Im östlichen Chontales errichteten mehr als tausend Bauern Straßensperren und blockierten den Verkehr von Lastwagen mit Nahrungsmitteln für die Märkte der Hauptstadt. Dort schützten sich Händler mit Barrikaden aus Pflastersteinen gegen Plünderer. Auch Studierende protestierten in Managua erneut gegen die Regierung.

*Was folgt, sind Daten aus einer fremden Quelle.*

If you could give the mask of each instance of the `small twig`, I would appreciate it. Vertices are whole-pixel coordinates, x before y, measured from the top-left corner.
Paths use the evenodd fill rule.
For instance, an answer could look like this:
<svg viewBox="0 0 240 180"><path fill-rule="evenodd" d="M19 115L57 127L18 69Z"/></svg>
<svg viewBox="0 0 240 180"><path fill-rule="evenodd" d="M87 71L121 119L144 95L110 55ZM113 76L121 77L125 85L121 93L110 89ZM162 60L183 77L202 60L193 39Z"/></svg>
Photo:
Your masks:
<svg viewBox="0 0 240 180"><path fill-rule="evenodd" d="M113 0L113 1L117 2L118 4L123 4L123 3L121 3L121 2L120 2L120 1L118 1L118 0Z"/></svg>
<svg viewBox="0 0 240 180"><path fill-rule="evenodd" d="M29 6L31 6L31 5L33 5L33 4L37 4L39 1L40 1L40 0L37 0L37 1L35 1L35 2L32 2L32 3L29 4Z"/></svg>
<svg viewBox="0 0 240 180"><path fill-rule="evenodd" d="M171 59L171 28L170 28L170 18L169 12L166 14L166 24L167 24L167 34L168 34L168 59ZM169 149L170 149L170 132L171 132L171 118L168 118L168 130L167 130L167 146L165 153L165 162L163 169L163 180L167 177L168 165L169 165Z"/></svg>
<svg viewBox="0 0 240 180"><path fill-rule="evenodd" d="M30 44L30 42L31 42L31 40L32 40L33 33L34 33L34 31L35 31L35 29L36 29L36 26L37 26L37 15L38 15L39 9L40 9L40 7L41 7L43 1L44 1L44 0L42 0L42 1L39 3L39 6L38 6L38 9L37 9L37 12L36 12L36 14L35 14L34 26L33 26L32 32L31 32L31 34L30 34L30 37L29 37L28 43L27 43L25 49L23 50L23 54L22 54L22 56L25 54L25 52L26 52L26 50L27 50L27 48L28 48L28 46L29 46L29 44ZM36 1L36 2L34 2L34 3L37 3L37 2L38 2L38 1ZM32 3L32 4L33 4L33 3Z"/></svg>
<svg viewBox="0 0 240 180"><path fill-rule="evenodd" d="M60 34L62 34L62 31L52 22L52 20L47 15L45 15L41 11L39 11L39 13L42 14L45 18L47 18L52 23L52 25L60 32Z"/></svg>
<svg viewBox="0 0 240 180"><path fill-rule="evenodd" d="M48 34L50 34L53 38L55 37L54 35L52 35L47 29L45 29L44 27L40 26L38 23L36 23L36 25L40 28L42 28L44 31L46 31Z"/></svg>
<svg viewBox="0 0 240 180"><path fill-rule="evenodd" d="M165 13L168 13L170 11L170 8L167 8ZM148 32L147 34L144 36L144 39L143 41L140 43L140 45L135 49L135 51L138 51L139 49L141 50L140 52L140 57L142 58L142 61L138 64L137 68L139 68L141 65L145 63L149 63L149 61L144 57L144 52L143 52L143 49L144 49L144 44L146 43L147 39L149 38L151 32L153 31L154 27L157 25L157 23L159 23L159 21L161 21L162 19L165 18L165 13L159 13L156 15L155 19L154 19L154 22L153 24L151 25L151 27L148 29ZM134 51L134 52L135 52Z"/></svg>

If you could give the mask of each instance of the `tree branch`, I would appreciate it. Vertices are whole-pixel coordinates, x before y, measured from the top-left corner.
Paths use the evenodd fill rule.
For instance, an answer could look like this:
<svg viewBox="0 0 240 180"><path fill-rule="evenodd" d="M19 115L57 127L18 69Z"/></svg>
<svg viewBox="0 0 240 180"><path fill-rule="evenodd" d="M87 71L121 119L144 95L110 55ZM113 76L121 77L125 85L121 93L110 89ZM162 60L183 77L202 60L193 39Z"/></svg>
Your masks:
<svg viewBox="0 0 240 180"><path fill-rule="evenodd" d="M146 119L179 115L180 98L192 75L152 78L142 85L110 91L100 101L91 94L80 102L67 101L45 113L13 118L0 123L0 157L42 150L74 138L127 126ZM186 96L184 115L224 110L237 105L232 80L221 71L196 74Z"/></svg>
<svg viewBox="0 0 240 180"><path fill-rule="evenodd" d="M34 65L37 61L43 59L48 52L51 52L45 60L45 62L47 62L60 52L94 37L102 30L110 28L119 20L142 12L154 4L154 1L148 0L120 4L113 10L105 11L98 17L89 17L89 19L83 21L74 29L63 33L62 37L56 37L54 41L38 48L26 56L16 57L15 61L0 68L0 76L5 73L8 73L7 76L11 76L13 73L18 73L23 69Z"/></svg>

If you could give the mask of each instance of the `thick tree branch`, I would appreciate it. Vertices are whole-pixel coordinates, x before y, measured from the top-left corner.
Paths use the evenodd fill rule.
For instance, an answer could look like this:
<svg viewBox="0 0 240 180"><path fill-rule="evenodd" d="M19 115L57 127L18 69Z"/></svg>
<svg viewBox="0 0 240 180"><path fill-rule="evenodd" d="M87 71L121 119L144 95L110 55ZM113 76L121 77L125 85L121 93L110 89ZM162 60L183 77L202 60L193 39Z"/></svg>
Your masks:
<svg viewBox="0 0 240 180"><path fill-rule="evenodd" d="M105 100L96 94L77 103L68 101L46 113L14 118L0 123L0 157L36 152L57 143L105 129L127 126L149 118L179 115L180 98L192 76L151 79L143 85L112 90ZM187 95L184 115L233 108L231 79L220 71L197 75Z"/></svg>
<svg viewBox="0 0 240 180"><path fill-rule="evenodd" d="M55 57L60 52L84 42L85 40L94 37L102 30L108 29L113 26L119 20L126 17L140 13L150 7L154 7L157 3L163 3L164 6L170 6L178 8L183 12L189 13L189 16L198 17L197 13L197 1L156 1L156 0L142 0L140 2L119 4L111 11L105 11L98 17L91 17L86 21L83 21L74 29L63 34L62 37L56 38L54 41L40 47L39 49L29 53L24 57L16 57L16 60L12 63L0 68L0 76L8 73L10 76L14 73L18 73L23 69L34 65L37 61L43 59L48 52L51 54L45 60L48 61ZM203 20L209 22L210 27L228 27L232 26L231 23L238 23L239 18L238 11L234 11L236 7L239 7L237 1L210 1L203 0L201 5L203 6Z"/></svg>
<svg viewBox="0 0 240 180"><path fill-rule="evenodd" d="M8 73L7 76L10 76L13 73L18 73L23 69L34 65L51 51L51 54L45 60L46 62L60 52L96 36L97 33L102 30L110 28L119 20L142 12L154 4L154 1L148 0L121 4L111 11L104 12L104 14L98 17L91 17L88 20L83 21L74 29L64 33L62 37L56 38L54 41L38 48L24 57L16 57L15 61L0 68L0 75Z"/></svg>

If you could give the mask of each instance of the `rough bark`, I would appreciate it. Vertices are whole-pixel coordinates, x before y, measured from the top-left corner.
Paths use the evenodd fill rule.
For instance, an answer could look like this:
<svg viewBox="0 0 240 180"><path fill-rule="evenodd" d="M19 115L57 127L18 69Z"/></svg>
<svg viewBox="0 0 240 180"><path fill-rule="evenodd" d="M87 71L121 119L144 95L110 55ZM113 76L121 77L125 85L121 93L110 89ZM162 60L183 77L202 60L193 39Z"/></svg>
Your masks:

Ortega seit vielen Jahren an der Macht

Der Unmut der Demonstranten richtete sich auch gegen den autoritären Regierungsstil Ortegas und seiner Ehefrau, Vizepräsidentin Rosario Murillo. Die Demonstrationen mit Zehntausenden Teilnehmern waren die bisher heftigsten Proteste in Ortegas Amtszeit. Der 72-jährige Politiker der Nationalen Sandinistischen Befreiungsfront (FSLN) und ehemalige Guerillakämpfer regiert Nicaragua ohne Unterbrechung seit elf Jahren. Bereits von 1985 bis 1990 war er gewählter Präsident des Landes, nachdem er das Land zuvor seit 1979 an der Spitze einer Regierungsjunta geführt hatte.

Daniel Ortega

APA/AFP/Inti Ocon

Ortega blickt auf eine lange politische Laufbahn in Nicaragua zurück

Ortega sprach sich in einer im Fernsehen verlesenen Erklärung für ein Ende des Blutvergießens und ein friedliches Zusammenleben aus. Die Regierung verurteilte zugleich, dass „vandalische Gruppen“ zwei Bürgermeisterämter, ein Büro der sandinistischen Regierungspartei und einen Lastwagen in Brand setzten.

Studierende zu Gesprächen bereit

Bereits am Freitag hatten sich Studierende und zivile Organisationen für einen Dialog mit der Regierung bereit gezeigt. Vertreter der studentischen Protestbewegung Movimiento Estudiantil 19 de Abril (M19A), Unternehmens- und Organisationsvertreter erklärten sich offen für Gespräche unter Vermittlung der Bischofskonferenz des zentralamerikanischen Landes. „Wir hoffen, dass die Bischofskonferenz das Datum und die Uhrzeit angibt, um den Dialog zu eröffnen“, sagte M19A-Sprecher Victor Cuadras bei einer Pressekonferenz in der Hauptstadt Managua.